Do lado esquerdo, “gosto”, estavam coisas como: A equipa; tarefas; chefia; horário de trabalho; benefícios; ambiente de trabalho; autonomia; liberdade para falar; etc.

Do lado direito, “não gosto”, estavam coisas como: O salário (que podia ser maior); a estratégia da empresa de longo prazo não ser muito clara; os colegas do departamento X não perceberem muito bem o nosso trabalho e não nos darem grande valor; etc.

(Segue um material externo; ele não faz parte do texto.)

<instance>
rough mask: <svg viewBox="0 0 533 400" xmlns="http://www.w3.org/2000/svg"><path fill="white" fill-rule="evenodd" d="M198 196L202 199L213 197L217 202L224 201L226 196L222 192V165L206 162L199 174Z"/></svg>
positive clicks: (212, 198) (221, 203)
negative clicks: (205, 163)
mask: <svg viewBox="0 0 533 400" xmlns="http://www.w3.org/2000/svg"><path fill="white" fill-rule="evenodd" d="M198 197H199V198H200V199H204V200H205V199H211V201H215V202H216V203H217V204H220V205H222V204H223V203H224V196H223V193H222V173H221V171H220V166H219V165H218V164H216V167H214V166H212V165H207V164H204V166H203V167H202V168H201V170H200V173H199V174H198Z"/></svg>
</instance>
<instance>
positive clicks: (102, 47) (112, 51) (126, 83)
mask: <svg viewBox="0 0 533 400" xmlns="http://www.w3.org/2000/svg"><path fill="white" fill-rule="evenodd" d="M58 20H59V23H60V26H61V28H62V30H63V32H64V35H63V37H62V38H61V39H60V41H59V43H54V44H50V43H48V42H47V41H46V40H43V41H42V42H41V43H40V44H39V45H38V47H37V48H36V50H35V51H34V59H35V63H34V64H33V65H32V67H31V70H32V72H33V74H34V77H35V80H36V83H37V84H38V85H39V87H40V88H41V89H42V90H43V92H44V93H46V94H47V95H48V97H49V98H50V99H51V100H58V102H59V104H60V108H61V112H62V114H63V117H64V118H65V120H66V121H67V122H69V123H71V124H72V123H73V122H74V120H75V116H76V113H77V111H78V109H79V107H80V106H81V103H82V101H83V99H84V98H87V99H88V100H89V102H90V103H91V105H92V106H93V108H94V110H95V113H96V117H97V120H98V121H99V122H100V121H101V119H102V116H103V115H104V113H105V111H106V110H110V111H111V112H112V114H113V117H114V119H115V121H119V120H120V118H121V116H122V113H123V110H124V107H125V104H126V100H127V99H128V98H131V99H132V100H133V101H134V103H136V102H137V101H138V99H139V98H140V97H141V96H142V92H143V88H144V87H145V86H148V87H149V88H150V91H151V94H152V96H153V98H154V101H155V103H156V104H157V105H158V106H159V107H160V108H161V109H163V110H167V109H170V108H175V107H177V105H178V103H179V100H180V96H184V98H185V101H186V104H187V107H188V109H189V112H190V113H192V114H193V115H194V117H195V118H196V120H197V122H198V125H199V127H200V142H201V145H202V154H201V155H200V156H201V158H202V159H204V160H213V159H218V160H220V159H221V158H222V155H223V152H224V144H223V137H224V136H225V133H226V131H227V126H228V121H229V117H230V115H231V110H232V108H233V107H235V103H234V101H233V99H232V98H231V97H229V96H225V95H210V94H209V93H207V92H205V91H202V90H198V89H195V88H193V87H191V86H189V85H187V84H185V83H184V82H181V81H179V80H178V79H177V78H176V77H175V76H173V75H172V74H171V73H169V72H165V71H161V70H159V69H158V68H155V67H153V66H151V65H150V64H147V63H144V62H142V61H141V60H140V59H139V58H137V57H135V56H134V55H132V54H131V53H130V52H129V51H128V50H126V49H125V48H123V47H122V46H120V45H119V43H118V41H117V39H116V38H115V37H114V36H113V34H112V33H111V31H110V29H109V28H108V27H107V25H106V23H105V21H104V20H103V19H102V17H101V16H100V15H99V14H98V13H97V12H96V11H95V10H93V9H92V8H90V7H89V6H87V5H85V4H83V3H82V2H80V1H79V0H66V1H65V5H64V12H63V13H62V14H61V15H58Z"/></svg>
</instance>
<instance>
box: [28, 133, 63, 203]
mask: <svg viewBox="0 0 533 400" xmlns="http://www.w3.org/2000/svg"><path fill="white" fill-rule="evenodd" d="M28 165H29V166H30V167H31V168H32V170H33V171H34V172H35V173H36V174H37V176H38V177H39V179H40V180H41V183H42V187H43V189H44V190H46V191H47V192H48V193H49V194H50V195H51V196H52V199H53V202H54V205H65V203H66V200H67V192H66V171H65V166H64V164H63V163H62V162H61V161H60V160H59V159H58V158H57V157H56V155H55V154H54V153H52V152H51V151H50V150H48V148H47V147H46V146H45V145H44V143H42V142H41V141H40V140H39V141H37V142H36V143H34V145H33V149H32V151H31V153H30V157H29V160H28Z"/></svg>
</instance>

Como líder, fiz isto de forma muito autêntica e natural, mas tornou-se a ferramenta perfeita para conseguir passar a mensagem que queria e que até então parecia não ser suficientemente clara e eficaz.

Com base nos resultados do “jogo” ficou claro, e a pessoa chegou sozinho à conclusão ainda durante a nossa conversa, que os fatores que mais impacto tinham diretamente na sua vida, no seu dia-a-dia, estavam do lado esquerdo (gosto). Os que estavam do lado direito eram coisas mais remotas e latas, que a pessoa não conseguia controlar e que na verdade não a impactavam diretamente, apenas o deixavam menos satisfeita ou alinhada, mas reconheceu que eram coisas que numa situação extrema, nunca a fariam procurar novas oportunidades. Quanto à questão do salário, vale ressalvar que apesar de estar do lado direito, a pessoa reconheceu que era mais uma questão de expectativas, pois nessa mesma reunião tinha acabado de lhe ser comunicado um aumento salarial.

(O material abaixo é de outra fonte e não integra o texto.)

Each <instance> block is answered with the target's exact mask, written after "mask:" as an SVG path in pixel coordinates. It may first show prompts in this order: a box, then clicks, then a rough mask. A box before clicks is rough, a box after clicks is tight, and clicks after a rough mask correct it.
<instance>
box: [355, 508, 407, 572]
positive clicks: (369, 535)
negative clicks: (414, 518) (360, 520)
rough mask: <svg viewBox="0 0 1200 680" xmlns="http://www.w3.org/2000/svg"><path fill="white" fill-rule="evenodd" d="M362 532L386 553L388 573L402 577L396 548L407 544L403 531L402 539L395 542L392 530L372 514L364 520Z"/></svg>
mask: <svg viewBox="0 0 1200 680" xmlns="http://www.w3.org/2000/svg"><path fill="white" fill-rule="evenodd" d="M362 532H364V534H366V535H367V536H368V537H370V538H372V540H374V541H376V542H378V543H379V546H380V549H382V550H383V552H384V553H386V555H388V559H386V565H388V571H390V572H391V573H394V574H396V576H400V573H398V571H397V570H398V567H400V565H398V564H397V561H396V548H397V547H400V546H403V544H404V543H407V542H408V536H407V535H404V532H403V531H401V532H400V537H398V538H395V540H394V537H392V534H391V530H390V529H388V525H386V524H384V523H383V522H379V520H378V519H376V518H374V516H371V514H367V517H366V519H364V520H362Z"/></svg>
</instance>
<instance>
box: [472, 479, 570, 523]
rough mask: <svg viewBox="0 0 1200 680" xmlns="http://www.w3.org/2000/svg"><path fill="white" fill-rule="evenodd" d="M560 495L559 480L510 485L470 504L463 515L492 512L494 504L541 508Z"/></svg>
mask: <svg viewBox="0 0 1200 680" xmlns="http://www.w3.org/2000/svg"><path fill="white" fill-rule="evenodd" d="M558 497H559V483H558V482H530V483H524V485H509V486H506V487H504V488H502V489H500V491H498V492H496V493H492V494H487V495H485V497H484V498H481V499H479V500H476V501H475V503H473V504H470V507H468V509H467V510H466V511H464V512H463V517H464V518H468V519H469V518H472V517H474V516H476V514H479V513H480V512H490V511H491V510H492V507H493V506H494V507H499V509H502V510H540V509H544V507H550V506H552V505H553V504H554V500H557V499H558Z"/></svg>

Moral da estória, a pessoa saiu mais tranquila da reunião, pois percebeu algo que eu já lhe tinha sugerido fazer várias vezes: Ser menos influenciável por energias externas menos positivas, de pessoas que estavam menos motivadas e que ao desabafar com esta pessoa a faziam pensar na sua própria situação como não sendo a ideal. No entanto, quando confrontada com factos, mas acima de tudo arrumando as ideias num esquema visual, percebeu que tinha mais motivos para sorrir do que aquilo que pensava ter.


Conclusão
Podemos concluir que muitas decisões de saída das empresas passam por coisas que não impactam diretamente a nossa vida, apenas nos incomodam. O mesmo acontece na nossa vida pessoal, em que por vezes nos privamos de coisas porque não são perfeitas e acabamos por procurar constantemente a perfeição e vamo-nos sentindo frustrados por aquilo que ainda não temos, quando talvez seja muito mais impactante e eficaz sermos gratos por aquilo que temos.

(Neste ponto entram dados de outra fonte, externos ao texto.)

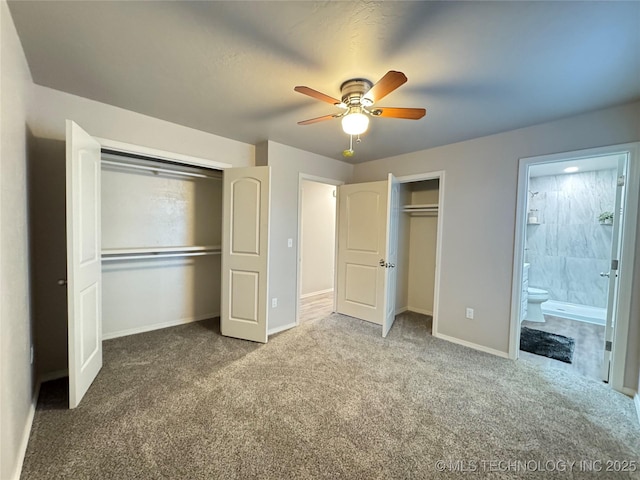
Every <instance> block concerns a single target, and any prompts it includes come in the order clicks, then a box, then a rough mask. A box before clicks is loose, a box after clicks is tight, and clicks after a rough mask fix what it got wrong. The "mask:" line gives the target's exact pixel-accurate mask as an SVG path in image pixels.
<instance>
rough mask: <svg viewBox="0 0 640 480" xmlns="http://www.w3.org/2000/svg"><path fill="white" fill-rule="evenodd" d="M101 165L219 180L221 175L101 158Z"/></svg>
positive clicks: (159, 172) (158, 172) (157, 172)
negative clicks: (199, 172) (130, 168)
mask: <svg viewBox="0 0 640 480" xmlns="http://www.w3.org/2000/svg"><path fill="white" fill-rule="evenodd" d="M102 165H111V166H115V167H124V168H132V169H134V170H145V171H148V172H154V173H168V174H170V175H183V176H185V177H196V178H210V179H212V180H221V179H222V175H216V176H213V175H206V174H204V173H195V172H183V171H181V170H169V169H168V168H159V167H150V166H147V165H137V164H135V163H127V162H117V161H115V160H104V159H103V160H102Z"/></svg>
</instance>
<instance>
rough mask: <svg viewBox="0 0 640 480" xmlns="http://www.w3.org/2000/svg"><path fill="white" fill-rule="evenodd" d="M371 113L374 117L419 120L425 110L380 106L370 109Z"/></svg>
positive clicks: (408, 119)
mask: <svg viewBox="0 0 640 480" xmlns="http://www.w3.org/2000/svg"><path fill="white" fill-rule="evenodd" d="M378 112H379V113H378ZM371 113H372V114H373V115H374V116H376V117H387V118H406V119H407V120H419V119H421V118H422V117H424V116H425V114H426V113H427V111H426V110H425V109H424V108H396V107H380V108H376V109H375V110H372V112H371Z"/></svg>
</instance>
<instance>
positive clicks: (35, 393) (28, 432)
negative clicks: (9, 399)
mask: <svg viewBox="0 0 640 480" xmlns="http://www.w3.org/2000/svg"><path fill="white" fill-rule="evenodd" d="M39 396H40V382H36V386H35V391H34V392H33V397H32V398H31V406H30V407H29V413H28V415H27V421H26V423H25V425H24V430H23V431H22V438H21V439H20V446H19V447H18V463H17V464H16V469H15V470H14V472H13V475H11V478H13V479H15V480H19V479H20V474H21V473H22V466H23V465H24V457H25V456H26V455H27V446H28V445H29V437H30V436H31V427H32V426H33V419H34V418H35V416H36V407H37V406H38V397H39Z"/></svg>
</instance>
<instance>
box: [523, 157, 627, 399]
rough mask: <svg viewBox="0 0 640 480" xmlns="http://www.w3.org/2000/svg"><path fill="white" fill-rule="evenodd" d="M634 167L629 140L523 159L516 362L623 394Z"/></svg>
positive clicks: (626, 329)
mask: <svg viewBox="0 0 640 480" xmlns="http://www.w3.org/2000/svg"><path fill="white" fill-rule="evenodd" d="M638 173H639V172H638V158H637V146H636V145H627V146H621V147H618V148H615V147H612V148H604V149H596V150H591V151H583V152H572V153H567V154H560V155H551V156H545V157H536V158H530V159H521V161H520V173H519V190H518V191H519V194H518V210H517V215H518V221H517V231H516V248H515V254H514V285H513V293H514V295H513V299H514V302H513V303H514V306H513V308H512V335H511V345H510V347H511V352H510V353H511V356H512V357H513V358H520V359H522V360H523V361H529V362H532V363H536V364H540V365H542V366H543V367H544V368H547V367H550V368H556V369H562V370H569V371H573V372H575V373H578V374H581V375H585V376H587V377H590V378H594V379H601V380H603V381H608V382H610V383H611V385H612V386H613V387H614V388H616V389H617V390H622V380H623V375H624V364H625V361H626V349H627V332H628V326H629V325H628V324H629V309H630V302H631V291H630V285H631V278H632V275H633V255H634V250H635V248H634V247H635V233H636V213H637V205H638V194H637V190H638V187H637V185H638ZM625 205H627V206H628V207H629V208H624V206H625ZM612 261H617V265H616V262H614V263H612ZM616 267H618V268H616ZM625 280H626V281H625ZM516 305H517V306H518V307H517V308H516Z"/></svg>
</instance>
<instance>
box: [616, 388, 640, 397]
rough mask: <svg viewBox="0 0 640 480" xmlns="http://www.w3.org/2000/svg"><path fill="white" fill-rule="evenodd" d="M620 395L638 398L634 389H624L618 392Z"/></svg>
mask: <svg viewBox="0 0 640 480" xmlns="http://www.w3.org/2000/svg"><path fill="white" fill-rule="evenodd" d="M618 391H619V392H620V393H624V394H625V395H626V396H627V397H630V398H634V397H635V396H636V391H635V390H634V389H633V388H628V387H622V388H621V389H620V390H618Z"/></svg>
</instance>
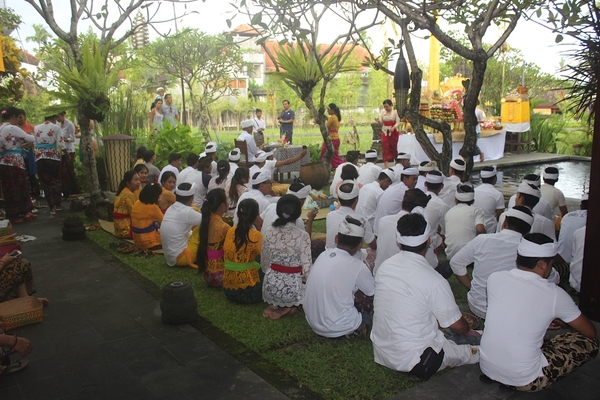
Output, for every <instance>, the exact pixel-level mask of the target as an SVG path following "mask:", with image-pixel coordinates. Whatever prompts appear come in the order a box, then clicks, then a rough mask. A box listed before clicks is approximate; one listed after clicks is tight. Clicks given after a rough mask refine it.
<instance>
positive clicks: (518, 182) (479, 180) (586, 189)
mask: <svg viewBox="0 0 600 400" xmlns="http://www.w3.org/2000/svg"><path fill="white" fill-rule="evenodd" d="M591 165H592V163H591V162H589V161H563V162H558V163H549V164H531V165H521V166H514V167H507V168H502V167H499V168H498V171H502V172H503V173H504V177H503V179H502V182H503V186H505V187H507V186H508V187H510V186H515V187H516V186H519V184H520V183H521V180H522V179H523V176H525V175H527V174H534V173H536V174H540V175H541V173H542V171H543V170H544V169H545V168H547V167H551V166H554V167H557V168H558V171H559V175H558V182H556V185H555V186H556V187H557V188H558V189H560V190H561V191H562V192H563V193H564V195H565V197H570V198H574V199H579V198H581V195H582V194H583V193H584V192H587V191H588V190H589V187H590V169H591ZM471 182H473V183H474V184H479V182H480V178H479V171H475V172H473V173H472V174H471ZM542 183H543V180H542Z"/></svg>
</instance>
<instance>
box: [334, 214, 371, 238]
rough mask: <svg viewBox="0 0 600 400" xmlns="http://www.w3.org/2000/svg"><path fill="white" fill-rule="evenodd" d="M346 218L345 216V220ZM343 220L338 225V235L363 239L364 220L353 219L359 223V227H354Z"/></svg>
mask: <svg viewBox="0 0 600 400" xmlns="http://www.w3.org/2000/svg"><path fill="white" fill-rule="evenodd" d="M347 217H348V216H346V218H347ZM346 218H344V219H343V220H342V221H341V222H340V224H339V225H338V233H339V234H340V235H346V236H352V237H365V220H364V218H354V219H356V220H358V221H360V226H358V225H354V224H352V223H350V222H348V221H347V220H346Z"/></svg>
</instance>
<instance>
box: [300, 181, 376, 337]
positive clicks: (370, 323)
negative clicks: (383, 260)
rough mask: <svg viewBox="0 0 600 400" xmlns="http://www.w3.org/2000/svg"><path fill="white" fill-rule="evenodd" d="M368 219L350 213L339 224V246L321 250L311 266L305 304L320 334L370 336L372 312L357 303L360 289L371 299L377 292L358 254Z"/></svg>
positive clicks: (304, 308)
mask: <svg viewBox="0 0 600 400" xmlns="http://www.w3.org/2000/svg"><path fill="white" fill-rule="evenodd" d="M342 186H343V185H342ZM364 222H365V221H364V219H363V218H360V217H359V218H358V219H356V218H353V217H351V216H350V215H346V216H345V217H344V218H343V219H342V220H341V221H340V222H339V224H338V227H337V228H335V243H336V246H335V247H334V248H328V249H326V250H325V252H323V253H321V255H320V256H319V257H318V258H317V260H316V261H315V263H314V265H313V267H312V268H311V270H310V275H309V276H308V280H307V282H306V295H305V297H304V303H303V307H304V314H305V315H306V321H307V322H308V325H310V327H311V328H312V330H313V331H314V332H315V333H316V334H317V335H320V336H324V337H326V338H338V337H347V338H352V337H357V336H358V337H363V338H367V337H368V332H369V329H370V325H371V321H372V316H371V314H370V313H367V312H366V310H364V311H363V312H361V310H358V309H357V308H356V307H355V305H354V299H355V294H356V293H357V292H358V291H360V292H362V293H363V294H364V295H365V296H367V298H370V299H371V301H372V296H373V294H374V286H373V275H372V274H371V271H369V269H368V267H367V266H366V265H365V263H363V262H362V261H361V260H360V259H359V258H358V257H356V254H357V253H358V252H360V249H361V247H362V243H363V240H362V238H363V237H364V235H365V226H364Z"/></svg>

Acredito no poder de nos focarmos no que realmente importa como forma de nos mantermos saudáveis, motivados e produtivos. São muitas as distrações, mas devemos constantemente fazer o exercício mental de pensar, “isto é ou não é fundamental para eu estar bem?”, se não for, coloquem de lado, se for, lutem por melhorar as coisas até acharem que vale a pena. Só depois disso, desistam e partam para outra!